Serverless Laravel using Vapor with Taylor Otwell

Jeremy chats with Taylor Otwell about Laravel Vapor, a new service that lets you deploy your Laravel PHP applications to Amazon Web Services and run them using a fully managed suite of serverless components.

Posted by Kitty on 2019-07-30 16:21:18 in the Tek
Jeremy: Hi, everyone. I'm Jeremy Daly, and you're listening to Serverless Chats. This week, I'm chatting with Taylor Otwell. Hi, Taylor. Thanks for joining me.
Taylor: Thanks for having me.

Jeremy: So you are the creator of the Laravel Framework, which is a very popular framework for PHP. So why don't you tell the listeners a little bit about yourself and what Laravel is and what it does?

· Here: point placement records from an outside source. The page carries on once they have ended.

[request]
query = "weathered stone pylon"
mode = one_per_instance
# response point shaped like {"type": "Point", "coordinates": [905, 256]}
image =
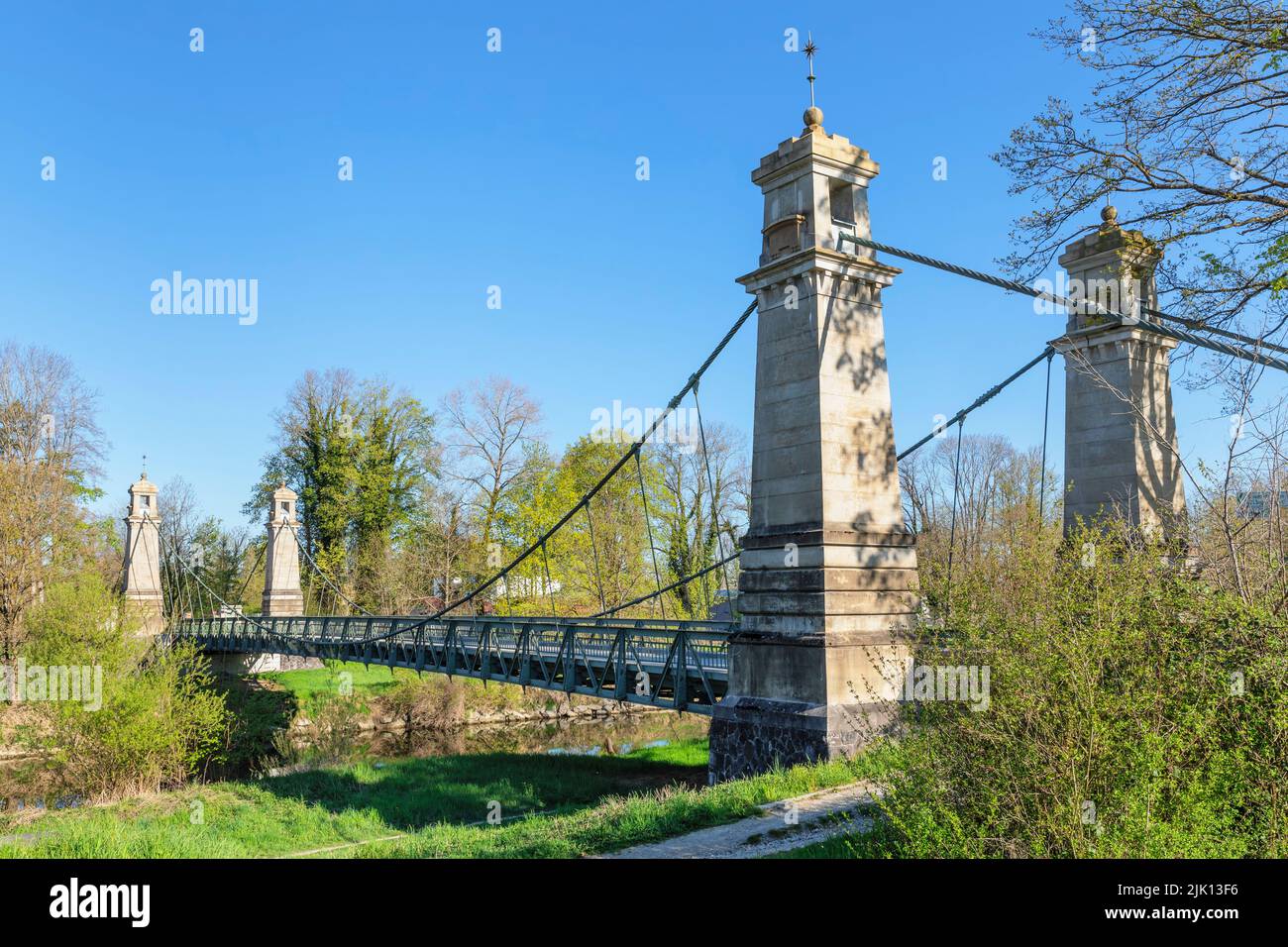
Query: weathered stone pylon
{"type": "Point", "coordinates": [142, 581]}
{"type": "Point", "coordinates": [282, 594]}
{"type": "Point", "coordinates": [828, 569]}
{"type": "Point", "coordinates": [1120, 431]}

Taylor: Sure. So I started programming professionally in 2008 after I graduated college, and I was originally a .NET developer in the enterprise world and started tinkering around with PHP on the side in 2010, and sort of in the fall or winter of 2010, I wrote my own PHP framework, sort of inspired by a variety of things: inspired by Rails, inspired by my experience with ASP.NET MVC, inspired by Sinatra and Flask and all these other frameworks, and sort of put something out there in the PHP world that sort of riffed on all of those ideas and brought them together in sort of a really productive way, I thought. And so I put it out there in 2011 and you can think of it as sort of Ruby on Rails for PHP, mainly. So it has, you know, controllers and routes and a database ORM and queued jobs and all kinds of other stuff to let you build web applications in PHP in a very productive way.

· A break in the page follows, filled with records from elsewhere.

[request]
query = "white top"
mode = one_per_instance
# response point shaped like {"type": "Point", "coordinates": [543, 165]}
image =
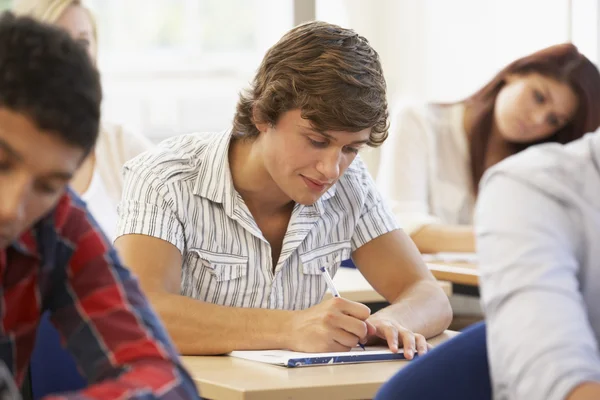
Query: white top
{"type": "Point", "coordinates": [182, 192]}
{"type": "Point", "coordinates": [424, 168]}
{"type": "Point", "coordinates": [538, 228]}
{"type": "Point", "coordinates": [101, 205]}
{"type": "Point", "coordinates": [114, 147]}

Jeremy: Awesome. So people are probably wondering why you're on a serverless podcast. But recently at Laracon, you just announced Laravel Vapor. So why don't you tell us about that?

Taylor: Yeah, so Vapor is something that I've been working on for about the last nine or 10 months, full-time, 40 hours a week. And it all started really over a year ago. I was just really inspired by sort of the serverless ecosystem, what people like Zeit were doing for JavaScript with their Zeit Now product and I really wanted something like that for PHP and something that could tell sort of the whole story for PHP, because there's a lot of moving parts that Laravel developers expect if they were to go on serverless like, you know, what do I do about my database migrations? What do I do about my queued jobs? And so I wanted to build a product around serverless that sort of made sense for Laravel developers and that they would understand, that would provide a really good experience for them.

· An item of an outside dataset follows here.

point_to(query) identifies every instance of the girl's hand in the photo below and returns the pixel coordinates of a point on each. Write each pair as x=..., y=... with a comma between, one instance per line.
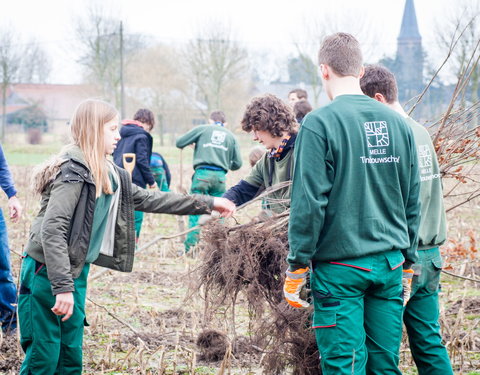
x=64, y=305
x=224, y=206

Jeremy: So I want to jump into the details of Laravel Vapor. But let's start with some background on Laravel. So you said it was sort of this Ruby on Rails for PHP. So what types of applications do you see people building with Laravel now?

Taylor: Oh, gosh. I've seen everything from help desk, you know, accounting applications. I've seen, you know, all kinds of back-office applications, intranet applications. Of course, I've written Forge, a server management platform on Laravel. I have a zero downtime deployment platform on Laravel. So I've really seen such a variety - hotel room management platforms - almost anything you can think of really, I've seen on Laravel.

Jeremy: So is this something that anything you can build with the Laravel Framework now, you're going to be able to just do serverless-ly with Vapor?

Taylor: That's sort of the hope, you know, that your application will translate well and there's a few differences, you know, when you're operating in serverless, we can get into. But that was sort of the goal, though, is to make it so you can deploy on Vapor, and things sort of work as you would expect, and you could build your application as you're used to in a traditional server environment. You can just deploy it on vapor and sort of have the same experience. That was the end goal I was shooting for.